4.6. Gelet op het vorenoverwogene is het gelijk aan de zijde van de inspecteur en moet het beroep ongegrond worden verklaard.
De rechtbank acht geen termen aanwezig voor het uitspreken van een proceskostenveroordeling als bedoeld in artikel 8:75 van de Awb.
De rechtbank:
- verklaart het beroep ongegrond voor zover het is gericht tegen de boetebeschikking;
- verklaart het beroep niet-ontvankelijk voor zover het is gericht tegen de in rekening gebrachte heffingsrente.
Deze uitspraak is gedaan door mr. C.A.F.M. Stassen, voorzitter, mr. D.V.E.M. van der Wiel-Rammeloo en mr. W. Brouwer. De beslissing is op 3 april 2006 in het openbaar uitgesproken, in tegenwoordigheid van mr.
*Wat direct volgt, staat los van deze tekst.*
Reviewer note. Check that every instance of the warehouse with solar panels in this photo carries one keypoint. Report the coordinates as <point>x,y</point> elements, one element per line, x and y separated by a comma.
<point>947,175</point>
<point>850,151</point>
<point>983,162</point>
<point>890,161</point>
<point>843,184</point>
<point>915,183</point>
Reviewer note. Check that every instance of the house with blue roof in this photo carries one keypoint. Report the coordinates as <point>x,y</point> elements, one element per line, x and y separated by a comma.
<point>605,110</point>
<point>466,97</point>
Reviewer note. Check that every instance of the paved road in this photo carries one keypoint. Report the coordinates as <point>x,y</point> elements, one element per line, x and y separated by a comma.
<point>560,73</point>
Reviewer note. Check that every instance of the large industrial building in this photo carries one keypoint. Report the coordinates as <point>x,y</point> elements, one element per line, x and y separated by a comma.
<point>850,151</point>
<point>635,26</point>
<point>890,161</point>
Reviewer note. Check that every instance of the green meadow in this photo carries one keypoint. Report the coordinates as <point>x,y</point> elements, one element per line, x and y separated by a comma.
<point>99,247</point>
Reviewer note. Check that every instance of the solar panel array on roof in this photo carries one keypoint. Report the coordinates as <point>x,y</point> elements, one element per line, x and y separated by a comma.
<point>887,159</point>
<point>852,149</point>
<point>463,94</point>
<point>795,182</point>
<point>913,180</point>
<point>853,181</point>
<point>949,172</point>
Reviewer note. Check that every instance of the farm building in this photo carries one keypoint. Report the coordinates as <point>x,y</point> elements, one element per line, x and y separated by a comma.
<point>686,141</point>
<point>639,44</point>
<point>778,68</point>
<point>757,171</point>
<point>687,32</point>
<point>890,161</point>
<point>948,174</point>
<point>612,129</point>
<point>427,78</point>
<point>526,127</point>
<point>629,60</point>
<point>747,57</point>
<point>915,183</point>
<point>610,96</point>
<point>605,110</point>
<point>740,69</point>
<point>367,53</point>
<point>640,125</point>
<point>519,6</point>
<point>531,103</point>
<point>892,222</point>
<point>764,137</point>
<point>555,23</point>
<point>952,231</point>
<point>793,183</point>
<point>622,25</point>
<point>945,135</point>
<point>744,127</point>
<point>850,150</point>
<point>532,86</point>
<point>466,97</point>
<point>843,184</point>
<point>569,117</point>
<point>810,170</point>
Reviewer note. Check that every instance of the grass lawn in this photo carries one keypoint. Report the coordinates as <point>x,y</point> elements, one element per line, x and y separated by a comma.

I. van Wijk, griffier.
Afschrift aangetekend verzonden aan partijen op:
Tegen deze uitspraak kunnen partijen binnen zes weken na de verzenddatum:
- hoger beroep instellen bij het gerechtshof te 's-Hertogenbosch (belastingkamer), Postbus 70583,
5201 CZ 's-Hertogenbosch; dan wel
- beroep in cassatie instellen bij de Hoge Raad der Nederlanden (belastingkamer), Postbus 20303,
2500 EH Den Haag, mits de wederpartij daarmee schriftelijk instemt.
N.B. Bij het bestuursorgaan berust de bevoegdheid tot het instellen van beroep in cassatie niet bij de ambtenaar die de procedure voor de rechtbank heeft gevoerd.
Bij het instellen van hoger beroep dan wel beroep in cassatie dient het volgende in acht te worden genomen:
1 - bij het beroepschrift wordt een afschrift van deze uitspraak overgelegd.
2 - het beroepschrift moet ondertekend zijn en ten minste het volgende vermelden:
a. de naam en het adres van de indiener;
b. een dagtekening;
c. een omschrijving van de uitspraak waartegen het hoger beroep dan wel het beroep in cassatie is ingesteld;
d. de gronden van het hoger beroep dan wel het beroep in cassatie.
Bij het instellen van beroep in cassatie dient daarnaast in acht te worden genomen dat bij het beroepschrift een schriftelijke verklaring van de wederpartij wordt gevoegd, inhoudende dat wordt ingestemd met het instellen van beroep in cassatie tegen de uitspraak van de rechtbank.